第二次世界大戰結束後,隨即轉進到台灣的國民黨政府驟然實施新的語文政策、禁用日文,並帶來混亂及高壓的政治氛圍,楊千鶴原具有優質的語文書寫表達能力,頓時好比陷入英雄無用武之地,在政體切換下,成了失聲的台灣人。往後的日子裡,楊千鶴身為三個孩子的母親,每日為柴米油鹽的生計把關、操煩,遠離了文壇,所以我們姊弟在成長過程中,都不知道那曾經在日治時期的台灣文壇發光發熱的楊千鶴,只有如我大弟曾在他的作文課題〈母親〉中所描述的:「看到每晚在燈光下寫著家計簿,記下支出、打著算盤的身影。」

一生傲骨及實力的展現

因政局及語文遽變而輟筆時近半世紀後,母親因為在台灣人的美東夏令會中被張良澤看到她所戴的名牌寫著「楊千鶴」,而被認出為日治時期的作家。在家父過世的次夏(1989年),楊千鶴應張良澤之邀,遂赴日參加7月舉辦的國際台灣文學會議。

在會中,她發現無人見過呂赫若、賴和,頓感自己對台灣文學、歷史傳承的一份使命(鍾肇政及葉石濤都小她四歲,未涉入1940~1942年間蓬勃的台灣文學活動),她也受後輩鼓勵繼續用她所熟悉的日文書寫,所以在台灣解嚴後,楊千鶴以72歲高齡,重拾未老寶刀、接受挑戰,以文學真劍,1993年在日本自費出版了《人生のプリズム》一書,二度自我驗證了一個出身於台語家庭的台灣人,照樣可以寫出專業水準的日文。

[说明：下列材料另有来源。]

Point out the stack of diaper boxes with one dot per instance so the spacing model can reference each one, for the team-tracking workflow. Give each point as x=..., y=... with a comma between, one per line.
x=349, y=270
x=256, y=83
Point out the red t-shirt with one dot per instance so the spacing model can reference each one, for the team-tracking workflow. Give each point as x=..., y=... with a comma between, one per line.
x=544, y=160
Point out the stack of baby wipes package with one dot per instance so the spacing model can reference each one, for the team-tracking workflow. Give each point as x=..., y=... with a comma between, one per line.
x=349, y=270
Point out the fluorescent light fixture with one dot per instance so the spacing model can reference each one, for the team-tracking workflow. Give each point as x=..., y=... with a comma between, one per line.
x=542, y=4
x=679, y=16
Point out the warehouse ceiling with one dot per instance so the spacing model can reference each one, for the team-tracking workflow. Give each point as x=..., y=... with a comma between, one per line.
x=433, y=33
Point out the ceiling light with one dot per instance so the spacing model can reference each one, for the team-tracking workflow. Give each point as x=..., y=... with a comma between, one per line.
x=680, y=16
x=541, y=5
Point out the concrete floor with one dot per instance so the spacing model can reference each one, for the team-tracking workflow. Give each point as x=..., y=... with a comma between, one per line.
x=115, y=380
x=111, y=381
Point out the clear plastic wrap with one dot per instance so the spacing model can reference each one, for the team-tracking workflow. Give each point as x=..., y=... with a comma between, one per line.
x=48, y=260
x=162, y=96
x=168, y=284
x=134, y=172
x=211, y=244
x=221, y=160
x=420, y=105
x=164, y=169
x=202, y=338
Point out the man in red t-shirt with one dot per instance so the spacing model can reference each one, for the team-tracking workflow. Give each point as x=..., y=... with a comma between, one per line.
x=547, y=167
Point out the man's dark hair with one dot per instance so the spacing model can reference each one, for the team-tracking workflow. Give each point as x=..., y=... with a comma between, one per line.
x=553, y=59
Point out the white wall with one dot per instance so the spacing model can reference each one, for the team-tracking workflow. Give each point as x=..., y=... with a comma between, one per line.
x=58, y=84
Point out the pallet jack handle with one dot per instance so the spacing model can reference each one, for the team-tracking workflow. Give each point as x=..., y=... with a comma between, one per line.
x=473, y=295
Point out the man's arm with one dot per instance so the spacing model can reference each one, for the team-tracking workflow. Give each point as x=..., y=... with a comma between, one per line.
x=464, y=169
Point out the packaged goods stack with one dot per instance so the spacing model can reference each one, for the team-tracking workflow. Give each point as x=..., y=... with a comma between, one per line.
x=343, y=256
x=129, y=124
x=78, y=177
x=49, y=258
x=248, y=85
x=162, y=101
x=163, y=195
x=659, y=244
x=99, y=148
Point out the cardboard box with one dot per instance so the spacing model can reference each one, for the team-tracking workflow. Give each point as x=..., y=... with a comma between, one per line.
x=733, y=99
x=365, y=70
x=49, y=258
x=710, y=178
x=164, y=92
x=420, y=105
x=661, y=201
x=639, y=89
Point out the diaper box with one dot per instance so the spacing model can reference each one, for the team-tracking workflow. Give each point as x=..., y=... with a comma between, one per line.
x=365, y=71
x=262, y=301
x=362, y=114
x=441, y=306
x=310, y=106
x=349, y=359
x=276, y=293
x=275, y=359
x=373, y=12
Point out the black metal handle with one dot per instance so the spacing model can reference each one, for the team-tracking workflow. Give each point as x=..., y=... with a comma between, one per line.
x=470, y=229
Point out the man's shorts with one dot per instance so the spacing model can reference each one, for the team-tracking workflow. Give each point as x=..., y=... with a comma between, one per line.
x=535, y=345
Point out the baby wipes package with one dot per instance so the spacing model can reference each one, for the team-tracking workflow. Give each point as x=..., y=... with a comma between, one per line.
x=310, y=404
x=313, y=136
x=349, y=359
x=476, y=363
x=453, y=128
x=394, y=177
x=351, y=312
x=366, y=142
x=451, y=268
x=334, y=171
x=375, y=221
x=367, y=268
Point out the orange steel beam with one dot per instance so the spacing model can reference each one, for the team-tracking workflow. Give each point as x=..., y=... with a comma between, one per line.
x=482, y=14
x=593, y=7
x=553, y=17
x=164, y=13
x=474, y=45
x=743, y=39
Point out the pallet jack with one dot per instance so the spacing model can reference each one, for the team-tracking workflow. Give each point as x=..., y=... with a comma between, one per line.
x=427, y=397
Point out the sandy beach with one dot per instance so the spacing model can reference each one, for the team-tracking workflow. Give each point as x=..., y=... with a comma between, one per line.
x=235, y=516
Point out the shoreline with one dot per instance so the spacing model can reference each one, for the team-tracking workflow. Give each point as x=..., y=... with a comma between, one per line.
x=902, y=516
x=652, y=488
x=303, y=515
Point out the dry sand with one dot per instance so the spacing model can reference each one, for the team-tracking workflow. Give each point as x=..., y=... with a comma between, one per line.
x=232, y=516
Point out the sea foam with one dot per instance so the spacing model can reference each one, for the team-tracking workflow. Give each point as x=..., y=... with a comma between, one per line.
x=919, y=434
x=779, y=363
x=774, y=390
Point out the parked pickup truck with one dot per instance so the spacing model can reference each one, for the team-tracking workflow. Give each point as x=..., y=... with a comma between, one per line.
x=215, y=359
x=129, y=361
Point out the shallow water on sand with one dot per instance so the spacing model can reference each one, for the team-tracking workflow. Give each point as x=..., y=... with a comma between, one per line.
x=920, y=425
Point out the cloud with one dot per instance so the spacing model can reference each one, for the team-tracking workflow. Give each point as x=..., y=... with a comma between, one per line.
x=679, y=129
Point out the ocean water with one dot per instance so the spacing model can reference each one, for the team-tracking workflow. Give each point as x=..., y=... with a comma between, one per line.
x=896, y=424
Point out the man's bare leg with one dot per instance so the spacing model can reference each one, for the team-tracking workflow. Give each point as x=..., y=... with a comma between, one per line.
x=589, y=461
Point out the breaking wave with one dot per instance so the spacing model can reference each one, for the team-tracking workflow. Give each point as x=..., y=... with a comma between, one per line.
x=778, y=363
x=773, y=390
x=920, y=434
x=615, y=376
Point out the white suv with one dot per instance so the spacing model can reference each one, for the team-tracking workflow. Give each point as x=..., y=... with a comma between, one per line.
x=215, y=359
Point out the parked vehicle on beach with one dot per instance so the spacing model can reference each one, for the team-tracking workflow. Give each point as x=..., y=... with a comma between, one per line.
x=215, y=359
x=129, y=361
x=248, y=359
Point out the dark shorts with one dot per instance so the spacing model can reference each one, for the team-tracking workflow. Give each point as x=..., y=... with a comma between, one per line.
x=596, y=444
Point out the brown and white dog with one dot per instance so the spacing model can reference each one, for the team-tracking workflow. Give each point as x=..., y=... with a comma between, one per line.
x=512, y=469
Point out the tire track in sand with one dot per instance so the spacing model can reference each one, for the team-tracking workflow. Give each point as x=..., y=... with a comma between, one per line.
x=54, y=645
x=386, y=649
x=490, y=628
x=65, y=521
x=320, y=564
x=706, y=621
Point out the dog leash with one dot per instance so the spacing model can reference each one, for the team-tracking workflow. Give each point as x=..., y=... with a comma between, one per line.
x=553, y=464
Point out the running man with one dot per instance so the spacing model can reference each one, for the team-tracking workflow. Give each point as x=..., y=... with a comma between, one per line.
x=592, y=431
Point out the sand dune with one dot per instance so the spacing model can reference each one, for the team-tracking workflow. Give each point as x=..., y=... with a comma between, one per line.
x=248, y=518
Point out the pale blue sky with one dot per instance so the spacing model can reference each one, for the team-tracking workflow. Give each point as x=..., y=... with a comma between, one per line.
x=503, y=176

我在翻譯復出文壇的楊千鶴那篇篇帶自傳性質的散文體《人生的三稜鏡》一書時,首度會見了幼年及年輕未婚前的楊千鶴身影,我感受到她個人的感情及內心世界,我更深入、理解她的為人及個性。同時,我也呼吸著台灣過去的種種文化氣息及必須面對的政治現實。我感動、我嘆息、我哭泣、我讚佩;我沉浸於時光隧道,迂迴再三。全書的字裡行間,道出怎樣的時代,及多坎坷的人生旅程!

作家葉石濤曾記述他稱為先輩作家的楊千鶴女士具有: 「敏銳的思考性和豐富的文學才華。」林曙光則說:「益見其日文造詣之深,流暢一詞不足以涵蓋,因為格調及意境均俱高超。」張良澤在譯後記中寫道:「整整一年,我每天對著她的日文稿,真是『苦悶的象徵』。我苦悶的原因,是她的日文造詣高過後生的我有十倍百倍以上;她的描寫既富女性作家特殊的細緻筆調,又帶女丈夫的豪氣骨氣,這種深層心理,不易使用天生『言簡意賅』的中文表達。她的閱讀閱歷,又高出後生的我有十倍百倍以上;她隨手拈來一本書一句子,都要令我費思半天。」

我的母親楊千鶴確實是個很愛看書的人,從年少就透過日文,閱讀很多世界名著及吸取新知,每天都有看書的習慣,所以知識豐富廣博,而且日文能力也能隨日本在戰後之語文改變而與時俱進。閱讀也支撐及滋潤她的心靈,不論是在喪母孤獨的歲月裡、在戰時體制逃避空襲時,甚或是在受到國民黨政治迫害的苦難中。

楊千鶴具敏銳的觀察力及獨到見解,並有源源不斷的文思及創意。所以在她當「家庭文化欄」記者時,每天都能充滿活力地主導採訪什麼對象及要介紹什麼給讀者。雖迫於時局,任職不超過一年,但她寫了很多文章,舉凡幼兒健康、幼兒教育、產婦保健、營養衛生、台灣烏龍茶、台灣魯肉飯、台灣宴席料理、台灣陋習、台灣植物、養菊達人楊宗佐、台灣畫家郭雪湖、女子高等教育等,包羅萬象,也曾遠道採訪台灣文學之父賴和醫師。總之,由於彰顯及推廣台灣本土文化,而增進台灣人的自信;也因提供衛生健康教育新知,而有助促進台灣社會的現代化。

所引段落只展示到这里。